合コン慣れしていない男の人、こういう理数系の・・・真面目そうな男の人だとそういうことはある。




でも、女慣れしていないこの感じ、私は嫌いではない。




「幸子ちゃんみたいな子と知り合いになれたの、凄いな・・・。」




そう言って照れたように笑ってくれる。

大手家電会社、開発の部署に勤めている男の人。

この人が男性陣で1番喋れる男の人だった。




そんな優良物件に出会え、しかも1番狙っていた人・・・

この人の一言でお会計も男性陣が出してくれた。




でも・・・“博士”は財布も出さず、それにこの人も気にすることもなく、男性陣3人でお会計をしてくれた。




2時間ちょっとの合コン中、“博士”は一言も喋らず、ピクリとも動かず・・・




そして、店を出たら姿を消していた。




「“博士”って人、何で来たの?」




あの人がいなかったら、もう1人男性陣の枠があったかと思うと、勿体ないと思ってしまった。
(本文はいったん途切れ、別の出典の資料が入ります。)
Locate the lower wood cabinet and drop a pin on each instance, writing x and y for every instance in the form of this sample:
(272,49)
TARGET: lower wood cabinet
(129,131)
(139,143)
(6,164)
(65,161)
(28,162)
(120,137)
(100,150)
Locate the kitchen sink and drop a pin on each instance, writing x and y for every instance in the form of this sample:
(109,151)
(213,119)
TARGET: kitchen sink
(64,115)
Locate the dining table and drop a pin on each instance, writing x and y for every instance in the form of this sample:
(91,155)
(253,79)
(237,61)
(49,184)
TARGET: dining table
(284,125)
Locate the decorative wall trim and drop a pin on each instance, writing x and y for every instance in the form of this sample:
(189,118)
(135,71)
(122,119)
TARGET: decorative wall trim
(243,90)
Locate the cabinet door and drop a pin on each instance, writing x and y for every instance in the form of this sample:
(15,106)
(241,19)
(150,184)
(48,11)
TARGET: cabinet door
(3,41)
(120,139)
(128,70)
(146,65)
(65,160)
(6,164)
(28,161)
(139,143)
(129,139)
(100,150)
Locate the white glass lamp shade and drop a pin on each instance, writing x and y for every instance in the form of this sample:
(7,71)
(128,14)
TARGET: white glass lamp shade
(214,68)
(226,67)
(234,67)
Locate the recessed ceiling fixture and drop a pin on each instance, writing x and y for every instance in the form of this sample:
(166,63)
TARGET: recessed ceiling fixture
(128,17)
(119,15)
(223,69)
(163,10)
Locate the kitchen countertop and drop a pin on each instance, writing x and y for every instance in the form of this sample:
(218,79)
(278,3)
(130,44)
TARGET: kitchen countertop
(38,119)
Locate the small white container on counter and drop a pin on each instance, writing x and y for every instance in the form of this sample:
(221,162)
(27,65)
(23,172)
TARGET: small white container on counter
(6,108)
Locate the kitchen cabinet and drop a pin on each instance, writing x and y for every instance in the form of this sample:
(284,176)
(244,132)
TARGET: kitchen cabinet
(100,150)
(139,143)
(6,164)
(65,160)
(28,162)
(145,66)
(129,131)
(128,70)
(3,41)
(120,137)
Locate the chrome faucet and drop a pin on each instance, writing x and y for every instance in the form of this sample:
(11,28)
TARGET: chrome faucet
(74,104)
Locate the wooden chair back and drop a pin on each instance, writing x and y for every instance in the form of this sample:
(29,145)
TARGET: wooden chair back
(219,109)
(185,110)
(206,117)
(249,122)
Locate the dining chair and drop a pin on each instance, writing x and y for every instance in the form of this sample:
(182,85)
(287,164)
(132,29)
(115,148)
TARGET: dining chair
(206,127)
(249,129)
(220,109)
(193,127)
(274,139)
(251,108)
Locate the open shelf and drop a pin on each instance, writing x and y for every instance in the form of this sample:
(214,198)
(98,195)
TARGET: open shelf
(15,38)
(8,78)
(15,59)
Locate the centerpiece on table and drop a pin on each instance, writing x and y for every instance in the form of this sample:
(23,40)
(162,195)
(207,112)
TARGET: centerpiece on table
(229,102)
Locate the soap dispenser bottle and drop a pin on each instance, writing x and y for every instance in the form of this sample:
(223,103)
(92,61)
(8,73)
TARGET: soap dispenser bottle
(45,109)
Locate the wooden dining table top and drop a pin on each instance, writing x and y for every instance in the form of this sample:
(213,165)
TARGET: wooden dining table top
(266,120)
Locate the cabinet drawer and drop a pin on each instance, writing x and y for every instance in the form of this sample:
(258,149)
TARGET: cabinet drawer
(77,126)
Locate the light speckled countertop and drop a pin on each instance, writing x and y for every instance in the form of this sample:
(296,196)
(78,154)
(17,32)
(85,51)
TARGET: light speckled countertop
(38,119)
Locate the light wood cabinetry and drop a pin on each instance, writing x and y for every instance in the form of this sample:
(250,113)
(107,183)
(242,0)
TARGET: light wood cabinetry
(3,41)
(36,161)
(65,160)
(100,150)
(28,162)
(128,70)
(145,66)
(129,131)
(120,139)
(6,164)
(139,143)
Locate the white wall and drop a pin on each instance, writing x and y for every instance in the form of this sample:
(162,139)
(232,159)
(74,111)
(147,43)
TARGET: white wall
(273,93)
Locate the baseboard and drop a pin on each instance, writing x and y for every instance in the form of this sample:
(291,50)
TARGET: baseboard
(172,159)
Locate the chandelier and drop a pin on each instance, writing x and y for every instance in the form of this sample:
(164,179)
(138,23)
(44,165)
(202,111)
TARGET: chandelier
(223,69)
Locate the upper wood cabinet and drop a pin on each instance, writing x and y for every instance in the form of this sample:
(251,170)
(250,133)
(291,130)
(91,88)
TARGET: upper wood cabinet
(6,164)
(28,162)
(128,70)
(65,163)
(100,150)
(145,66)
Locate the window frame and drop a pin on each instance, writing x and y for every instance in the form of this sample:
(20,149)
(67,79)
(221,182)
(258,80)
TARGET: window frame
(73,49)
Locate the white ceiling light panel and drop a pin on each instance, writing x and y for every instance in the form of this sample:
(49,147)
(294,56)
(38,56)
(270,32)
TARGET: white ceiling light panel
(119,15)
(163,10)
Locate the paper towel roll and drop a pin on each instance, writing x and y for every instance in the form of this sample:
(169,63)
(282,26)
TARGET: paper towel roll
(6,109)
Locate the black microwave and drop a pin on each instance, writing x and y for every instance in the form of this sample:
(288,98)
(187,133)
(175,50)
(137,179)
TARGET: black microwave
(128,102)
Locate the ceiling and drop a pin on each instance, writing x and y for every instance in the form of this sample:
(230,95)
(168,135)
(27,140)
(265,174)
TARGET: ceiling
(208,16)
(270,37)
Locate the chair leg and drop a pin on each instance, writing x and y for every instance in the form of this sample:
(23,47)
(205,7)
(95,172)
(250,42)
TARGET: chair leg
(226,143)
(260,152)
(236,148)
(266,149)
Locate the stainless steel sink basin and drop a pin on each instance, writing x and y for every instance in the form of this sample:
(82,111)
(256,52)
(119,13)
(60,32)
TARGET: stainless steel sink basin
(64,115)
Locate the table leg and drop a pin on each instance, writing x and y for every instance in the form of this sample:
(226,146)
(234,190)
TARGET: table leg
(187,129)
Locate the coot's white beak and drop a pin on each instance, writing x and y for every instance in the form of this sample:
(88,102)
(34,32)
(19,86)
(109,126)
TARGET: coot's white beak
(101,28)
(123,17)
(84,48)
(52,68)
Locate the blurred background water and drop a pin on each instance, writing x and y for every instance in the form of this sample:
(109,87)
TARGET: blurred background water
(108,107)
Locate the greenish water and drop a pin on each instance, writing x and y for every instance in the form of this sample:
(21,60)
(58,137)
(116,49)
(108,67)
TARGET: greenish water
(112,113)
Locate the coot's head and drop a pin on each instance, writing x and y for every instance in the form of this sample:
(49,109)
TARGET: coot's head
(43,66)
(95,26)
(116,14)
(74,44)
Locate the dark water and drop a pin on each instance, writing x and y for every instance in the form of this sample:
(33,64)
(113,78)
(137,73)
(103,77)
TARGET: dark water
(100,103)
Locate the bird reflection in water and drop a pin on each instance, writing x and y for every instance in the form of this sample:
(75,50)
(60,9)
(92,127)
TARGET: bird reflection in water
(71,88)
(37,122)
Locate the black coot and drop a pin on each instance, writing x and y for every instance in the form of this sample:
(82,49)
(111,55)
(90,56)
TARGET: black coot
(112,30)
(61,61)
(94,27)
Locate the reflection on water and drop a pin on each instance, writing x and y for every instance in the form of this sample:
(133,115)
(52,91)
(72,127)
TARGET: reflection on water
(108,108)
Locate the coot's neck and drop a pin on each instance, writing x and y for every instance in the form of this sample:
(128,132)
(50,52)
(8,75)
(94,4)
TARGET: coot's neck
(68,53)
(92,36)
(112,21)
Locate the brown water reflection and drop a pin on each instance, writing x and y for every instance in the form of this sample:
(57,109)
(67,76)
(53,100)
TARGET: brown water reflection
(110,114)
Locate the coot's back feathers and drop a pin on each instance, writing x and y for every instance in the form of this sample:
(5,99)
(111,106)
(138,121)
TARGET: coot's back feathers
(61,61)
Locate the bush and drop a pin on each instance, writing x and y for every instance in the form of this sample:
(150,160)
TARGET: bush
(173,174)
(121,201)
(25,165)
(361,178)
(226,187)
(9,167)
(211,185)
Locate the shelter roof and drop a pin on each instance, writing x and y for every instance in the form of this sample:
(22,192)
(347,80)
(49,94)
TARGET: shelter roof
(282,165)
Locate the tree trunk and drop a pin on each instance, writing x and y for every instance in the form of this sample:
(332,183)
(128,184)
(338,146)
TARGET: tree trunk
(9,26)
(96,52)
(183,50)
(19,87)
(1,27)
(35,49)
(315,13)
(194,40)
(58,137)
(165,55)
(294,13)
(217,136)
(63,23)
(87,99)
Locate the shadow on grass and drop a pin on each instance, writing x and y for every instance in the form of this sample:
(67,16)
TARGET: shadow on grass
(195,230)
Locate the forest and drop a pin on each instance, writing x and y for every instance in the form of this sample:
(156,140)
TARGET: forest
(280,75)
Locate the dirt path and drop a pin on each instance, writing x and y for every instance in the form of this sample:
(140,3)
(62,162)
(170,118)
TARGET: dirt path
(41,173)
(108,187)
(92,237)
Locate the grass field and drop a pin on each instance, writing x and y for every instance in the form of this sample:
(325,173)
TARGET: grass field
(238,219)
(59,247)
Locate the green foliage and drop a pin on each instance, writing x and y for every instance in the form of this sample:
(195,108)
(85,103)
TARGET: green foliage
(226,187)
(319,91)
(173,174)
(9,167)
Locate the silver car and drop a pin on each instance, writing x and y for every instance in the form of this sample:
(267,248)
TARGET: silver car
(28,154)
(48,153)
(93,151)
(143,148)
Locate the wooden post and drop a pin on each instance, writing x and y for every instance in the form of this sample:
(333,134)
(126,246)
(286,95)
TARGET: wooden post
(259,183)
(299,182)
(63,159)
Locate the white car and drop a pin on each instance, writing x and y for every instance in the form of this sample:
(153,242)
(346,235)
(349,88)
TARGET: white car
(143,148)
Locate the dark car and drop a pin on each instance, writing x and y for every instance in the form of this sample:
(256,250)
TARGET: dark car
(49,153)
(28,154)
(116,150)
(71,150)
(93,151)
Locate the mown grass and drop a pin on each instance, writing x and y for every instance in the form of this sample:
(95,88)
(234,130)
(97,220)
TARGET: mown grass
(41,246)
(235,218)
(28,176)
「この前会った時に“結婚したい”って言ってたから、無理矢理連れてきたんだよね。」




優良物件の人のこの発言には、驚いた。




「ああいう人でも、結婚したいって思うのね。」




今日は二次会には行かず、夜の繁華街を歩いた。

何人もの男の人・・・お酒の匂いがプンプンする男の人からナンパをされる。




それを無視しながら、歩き続ける。




歩き続け、




歩き続け、




フッと、足を止めた・・・。




ガヤガヤと煩い繁華街の中、そこからはもっと煩い音が・・・。




そこは、ゲームセンターだった。




ゲームセンターの入口からは、クレーンゲームが見える。

昔懐かしいクマのキャラクターのぬいぐるみ。

昔は好きだったのを思い出し、初めて入るゲームセンターにフラッと入った。







クマのキャラクターのぬいぐるみが入っているクレーンゲームに、お財布から出した小銭を入れた。




そして・・・




「全然取れない・・・。」




何回も何回もやってみるのに、全然取れやしない。




あの、1番大きなぬいぐるみが欲しい。

1番大きくないと嫌。

1番良い物が良い。




私にはお金があるし、好きな物を買える。




でも、狙うのはいつも1番良い物。




優良物件が良い・・・。




私は、優良物件が良い・・・。




優良物件以外は、いらない・・・。












もう、何度目になるか分からない。

お札を何度もくずして、いくらこのクマに使ったか分からない。





こんな、なんでもないクマ。

そのクマが私をバカにしたような顔で見ているような気がする。





絶対、取ってやる。





絶対、取ってやる。





絶対・・・





絶対・・・





落としてやる・・・





落としてやる・・・。







そう思ったけど・・・







「ちょっと!!!!

これ、詐欺なんじゃないの!?」







全然落ちなくて、近くにいた店員に文句を言う。







「・・・取りやすい位置に移動させますので、どれを取りたいですか?」





「はあ!?そんなことされて取っても嬉しいはずないでしょ!?」








すぐに言い返すと、店員が困った顔で口元にあるマイクみたいなので何かを話している。








「責任者呼びなさい!」









そう、言った時・・・










「あの1番大きなクマですか?」









そう、後ろから聞かれて・・・・









振り向くと・・・









さっき、合コンにいた“博士”がいた。